Second Circuit’s Dodd-Frank Internal Reporting Decision Creates Circuit Split

On September 10, 2015, the Second Circuit Court of Appeals held that plaintiff Daniel Berman had stated a claim of unlawful retaliation under the whistleblower-protection provisions of the 2010 Dodd-Frank Act even though he alleged he was fired for reporting accounting fraud internally rather than to the U.S. Securities and Exchange Commission.

As the former finance director at WPP Plc’s Neo@Ogilvy LLC division, Berman asserted that he had discovered accounting fraud in the form of improperly recognized revenue. In April 2013, after he reported the suspected accounting fraud to his superiors, BPP terminated him. Six months later, in October 2013, Berman reported the suspected accounting fraud to the SEC. In January 2014 he sued WPP for whistleblower retaliation under the Dodd-Frank Act.

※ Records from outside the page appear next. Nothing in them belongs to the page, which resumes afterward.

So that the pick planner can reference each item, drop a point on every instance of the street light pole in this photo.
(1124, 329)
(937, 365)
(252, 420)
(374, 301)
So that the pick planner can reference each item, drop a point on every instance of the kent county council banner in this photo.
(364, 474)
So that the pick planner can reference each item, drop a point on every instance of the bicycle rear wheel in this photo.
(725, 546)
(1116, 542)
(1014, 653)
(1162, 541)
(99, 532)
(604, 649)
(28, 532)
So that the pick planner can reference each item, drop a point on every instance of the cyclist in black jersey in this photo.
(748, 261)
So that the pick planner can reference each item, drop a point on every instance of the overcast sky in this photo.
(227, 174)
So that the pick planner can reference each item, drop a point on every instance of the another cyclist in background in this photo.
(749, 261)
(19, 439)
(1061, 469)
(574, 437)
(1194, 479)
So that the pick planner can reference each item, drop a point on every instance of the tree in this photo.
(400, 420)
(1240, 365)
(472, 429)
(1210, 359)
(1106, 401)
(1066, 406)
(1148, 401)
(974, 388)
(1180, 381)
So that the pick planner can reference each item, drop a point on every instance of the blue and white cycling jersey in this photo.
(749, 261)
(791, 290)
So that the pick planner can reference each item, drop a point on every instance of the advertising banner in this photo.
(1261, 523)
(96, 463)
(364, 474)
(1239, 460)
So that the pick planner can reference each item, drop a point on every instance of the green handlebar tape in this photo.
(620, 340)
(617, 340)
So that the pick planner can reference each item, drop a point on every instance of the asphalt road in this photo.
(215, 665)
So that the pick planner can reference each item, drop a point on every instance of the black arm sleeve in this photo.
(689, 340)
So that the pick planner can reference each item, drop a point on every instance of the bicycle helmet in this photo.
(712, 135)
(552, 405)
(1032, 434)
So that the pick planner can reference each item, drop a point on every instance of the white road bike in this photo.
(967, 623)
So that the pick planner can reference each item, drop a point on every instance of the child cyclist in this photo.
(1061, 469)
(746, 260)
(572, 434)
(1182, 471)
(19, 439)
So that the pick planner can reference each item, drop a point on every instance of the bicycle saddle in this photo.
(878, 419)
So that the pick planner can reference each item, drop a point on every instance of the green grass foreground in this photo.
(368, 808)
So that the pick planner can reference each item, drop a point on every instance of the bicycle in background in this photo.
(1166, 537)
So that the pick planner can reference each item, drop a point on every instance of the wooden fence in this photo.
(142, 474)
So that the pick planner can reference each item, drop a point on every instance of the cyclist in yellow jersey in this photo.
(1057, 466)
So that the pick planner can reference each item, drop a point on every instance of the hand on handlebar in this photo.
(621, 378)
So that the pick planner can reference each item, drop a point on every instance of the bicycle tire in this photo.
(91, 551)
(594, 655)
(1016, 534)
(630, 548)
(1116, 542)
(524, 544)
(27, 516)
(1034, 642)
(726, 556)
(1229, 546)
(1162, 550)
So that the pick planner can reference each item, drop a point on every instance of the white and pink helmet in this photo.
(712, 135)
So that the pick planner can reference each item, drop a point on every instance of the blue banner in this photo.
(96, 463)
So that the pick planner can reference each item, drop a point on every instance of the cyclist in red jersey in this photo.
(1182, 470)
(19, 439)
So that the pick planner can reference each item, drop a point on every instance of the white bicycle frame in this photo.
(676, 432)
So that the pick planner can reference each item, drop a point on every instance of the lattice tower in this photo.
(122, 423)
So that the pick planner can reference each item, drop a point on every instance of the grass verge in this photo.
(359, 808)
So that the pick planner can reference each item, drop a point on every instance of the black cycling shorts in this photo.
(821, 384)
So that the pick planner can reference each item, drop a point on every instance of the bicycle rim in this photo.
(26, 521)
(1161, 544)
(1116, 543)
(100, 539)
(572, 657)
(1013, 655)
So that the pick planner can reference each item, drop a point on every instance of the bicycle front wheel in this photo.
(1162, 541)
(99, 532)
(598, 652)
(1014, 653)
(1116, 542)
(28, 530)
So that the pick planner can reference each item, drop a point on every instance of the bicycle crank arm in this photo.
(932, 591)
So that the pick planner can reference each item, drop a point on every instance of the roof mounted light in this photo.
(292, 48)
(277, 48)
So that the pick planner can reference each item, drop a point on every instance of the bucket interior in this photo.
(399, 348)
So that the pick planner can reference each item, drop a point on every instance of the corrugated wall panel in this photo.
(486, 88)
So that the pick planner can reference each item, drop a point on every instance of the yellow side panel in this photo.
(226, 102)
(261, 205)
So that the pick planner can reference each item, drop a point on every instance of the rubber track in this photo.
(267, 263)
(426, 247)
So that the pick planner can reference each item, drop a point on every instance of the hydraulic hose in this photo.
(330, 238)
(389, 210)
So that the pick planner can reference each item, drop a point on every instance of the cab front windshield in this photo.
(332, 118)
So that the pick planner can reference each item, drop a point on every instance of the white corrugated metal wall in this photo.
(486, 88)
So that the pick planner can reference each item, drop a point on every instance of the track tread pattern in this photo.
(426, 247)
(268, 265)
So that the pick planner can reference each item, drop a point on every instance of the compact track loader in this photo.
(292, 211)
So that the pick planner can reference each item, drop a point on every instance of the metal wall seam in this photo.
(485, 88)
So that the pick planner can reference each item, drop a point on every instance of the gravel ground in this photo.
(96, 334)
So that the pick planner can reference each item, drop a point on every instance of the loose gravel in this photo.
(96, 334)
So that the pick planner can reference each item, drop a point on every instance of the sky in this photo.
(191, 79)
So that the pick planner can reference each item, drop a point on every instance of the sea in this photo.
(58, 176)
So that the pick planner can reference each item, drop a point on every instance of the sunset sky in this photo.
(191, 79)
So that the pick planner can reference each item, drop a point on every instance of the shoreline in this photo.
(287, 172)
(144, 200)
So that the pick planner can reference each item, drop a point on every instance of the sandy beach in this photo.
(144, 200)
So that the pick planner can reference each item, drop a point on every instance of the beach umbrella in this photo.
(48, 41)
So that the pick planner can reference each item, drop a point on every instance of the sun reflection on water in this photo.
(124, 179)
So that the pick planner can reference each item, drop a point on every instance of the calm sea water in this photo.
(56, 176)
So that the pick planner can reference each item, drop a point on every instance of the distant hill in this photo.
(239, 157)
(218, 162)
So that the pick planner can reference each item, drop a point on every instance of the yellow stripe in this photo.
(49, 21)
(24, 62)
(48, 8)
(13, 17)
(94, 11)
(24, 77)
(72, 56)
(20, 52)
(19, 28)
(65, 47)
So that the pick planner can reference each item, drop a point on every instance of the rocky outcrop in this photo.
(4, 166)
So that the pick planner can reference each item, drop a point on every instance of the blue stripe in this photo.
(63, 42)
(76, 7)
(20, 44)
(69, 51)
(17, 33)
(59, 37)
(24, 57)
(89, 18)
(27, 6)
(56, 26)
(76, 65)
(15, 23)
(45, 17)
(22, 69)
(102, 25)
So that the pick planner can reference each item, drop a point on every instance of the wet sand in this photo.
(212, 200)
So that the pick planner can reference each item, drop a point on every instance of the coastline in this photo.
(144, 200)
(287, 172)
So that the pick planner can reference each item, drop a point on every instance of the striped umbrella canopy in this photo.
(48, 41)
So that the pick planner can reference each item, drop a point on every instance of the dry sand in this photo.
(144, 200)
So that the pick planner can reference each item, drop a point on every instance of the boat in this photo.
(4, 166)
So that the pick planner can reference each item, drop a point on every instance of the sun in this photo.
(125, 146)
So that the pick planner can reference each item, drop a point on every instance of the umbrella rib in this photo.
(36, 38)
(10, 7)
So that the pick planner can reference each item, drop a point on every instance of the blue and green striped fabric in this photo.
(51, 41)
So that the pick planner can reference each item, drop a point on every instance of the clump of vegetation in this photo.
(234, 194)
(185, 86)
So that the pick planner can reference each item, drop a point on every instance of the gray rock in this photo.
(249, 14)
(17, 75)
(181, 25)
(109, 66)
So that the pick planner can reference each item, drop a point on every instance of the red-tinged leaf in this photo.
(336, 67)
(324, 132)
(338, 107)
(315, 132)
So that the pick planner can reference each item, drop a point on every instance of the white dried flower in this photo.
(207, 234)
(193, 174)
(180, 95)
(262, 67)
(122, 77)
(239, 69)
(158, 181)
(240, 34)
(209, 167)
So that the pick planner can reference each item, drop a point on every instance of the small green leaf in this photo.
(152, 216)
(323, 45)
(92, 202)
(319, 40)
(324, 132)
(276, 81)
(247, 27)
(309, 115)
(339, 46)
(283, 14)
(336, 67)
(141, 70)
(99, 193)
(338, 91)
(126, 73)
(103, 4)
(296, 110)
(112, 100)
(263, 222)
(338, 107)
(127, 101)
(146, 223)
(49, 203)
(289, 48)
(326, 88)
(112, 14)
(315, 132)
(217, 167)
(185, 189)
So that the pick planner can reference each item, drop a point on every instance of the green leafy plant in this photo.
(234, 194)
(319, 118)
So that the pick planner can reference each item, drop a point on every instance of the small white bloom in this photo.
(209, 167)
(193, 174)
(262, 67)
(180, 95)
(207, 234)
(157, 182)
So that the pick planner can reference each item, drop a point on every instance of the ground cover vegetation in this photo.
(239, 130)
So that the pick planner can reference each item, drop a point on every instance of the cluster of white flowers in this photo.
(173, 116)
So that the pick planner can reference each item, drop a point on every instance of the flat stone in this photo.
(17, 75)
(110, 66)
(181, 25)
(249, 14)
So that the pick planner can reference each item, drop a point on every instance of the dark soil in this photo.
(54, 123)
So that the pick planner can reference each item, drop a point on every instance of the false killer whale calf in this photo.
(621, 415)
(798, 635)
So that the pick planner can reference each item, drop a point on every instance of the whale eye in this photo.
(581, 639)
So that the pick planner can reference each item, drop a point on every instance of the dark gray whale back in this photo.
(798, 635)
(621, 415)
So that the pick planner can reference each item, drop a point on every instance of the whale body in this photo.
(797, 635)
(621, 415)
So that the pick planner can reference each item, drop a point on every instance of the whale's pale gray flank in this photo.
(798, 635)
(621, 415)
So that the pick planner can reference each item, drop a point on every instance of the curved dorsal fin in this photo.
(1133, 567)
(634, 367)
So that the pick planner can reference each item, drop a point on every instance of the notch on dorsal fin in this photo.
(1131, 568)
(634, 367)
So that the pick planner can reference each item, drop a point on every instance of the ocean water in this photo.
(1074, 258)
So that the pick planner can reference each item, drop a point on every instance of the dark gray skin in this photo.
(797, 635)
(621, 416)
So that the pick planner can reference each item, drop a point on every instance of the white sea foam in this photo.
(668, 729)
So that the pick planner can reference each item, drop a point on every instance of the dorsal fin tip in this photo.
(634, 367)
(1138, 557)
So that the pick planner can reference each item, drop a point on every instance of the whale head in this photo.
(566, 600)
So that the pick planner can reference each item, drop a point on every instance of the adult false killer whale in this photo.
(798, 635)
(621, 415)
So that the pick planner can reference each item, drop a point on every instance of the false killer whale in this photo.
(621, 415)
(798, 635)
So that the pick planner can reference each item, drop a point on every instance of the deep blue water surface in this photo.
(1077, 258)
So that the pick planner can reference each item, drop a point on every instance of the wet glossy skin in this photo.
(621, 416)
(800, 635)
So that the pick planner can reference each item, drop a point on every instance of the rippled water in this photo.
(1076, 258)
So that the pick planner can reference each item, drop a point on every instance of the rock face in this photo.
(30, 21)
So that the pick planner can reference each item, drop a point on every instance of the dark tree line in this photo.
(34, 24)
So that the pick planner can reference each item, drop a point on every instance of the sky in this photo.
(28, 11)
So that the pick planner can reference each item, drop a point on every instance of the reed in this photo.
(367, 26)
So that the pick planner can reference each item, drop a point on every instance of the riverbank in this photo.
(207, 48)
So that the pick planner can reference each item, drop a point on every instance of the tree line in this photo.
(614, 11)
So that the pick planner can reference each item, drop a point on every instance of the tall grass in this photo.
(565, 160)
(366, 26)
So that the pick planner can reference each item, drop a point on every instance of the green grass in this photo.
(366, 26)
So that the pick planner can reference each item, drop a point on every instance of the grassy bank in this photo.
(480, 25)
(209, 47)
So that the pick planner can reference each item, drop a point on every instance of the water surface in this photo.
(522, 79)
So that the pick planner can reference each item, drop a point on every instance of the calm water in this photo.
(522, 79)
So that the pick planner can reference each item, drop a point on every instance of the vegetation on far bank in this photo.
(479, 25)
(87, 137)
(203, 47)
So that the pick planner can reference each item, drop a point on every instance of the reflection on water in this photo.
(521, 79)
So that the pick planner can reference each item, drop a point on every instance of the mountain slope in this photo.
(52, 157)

The district court found that Berman had not stated a claim of retaliation because he had not reported his concerns to the SEC and thus was not a “whistleblower” entitled to protection under Dodd-Frank. The Second Circuit reversed, noting that restricting the statute’s protections to complaints made directly to the SEC would make it virtually impossible for most employees to pursue a Dodd-Frank claim for unlawful retaliation. In so ruling, the court deferred to the SEC’s interpretation of the statute as explained in its amicus curiae brief.

The Second Circuit’s holding that the Dodd-Frank Act’s whistleblower protections extend to employees who make internal reports—and not just to employees who report suspected violations to the SEC—conflicts with the Fifth Circuit’s ruling in the Asadi v. G.E. Energy (USA), L.L.C., which held that only those employees who report suspected violations directly to the SEC are protected under the Act. In July 2015, the Third Circuit agreed with the Fifth Circuit in an unpublished decision in Safarian v. American DG Energy, Inc. Federal district courts have issued conflicting opinions on the issue, although the majority have sided with the SEC and reached the same conclusion as the Second Circuit. The circuit split here means that review by the U.S. Supreme Court is likely.

The Second Circuit’s revival of Mr. Berman’s whistleblower retaliation lawsuit is good news for employees: protection from retaliation permits employees to push companies to stop potential securities law violations directly, without putting their careers on the line.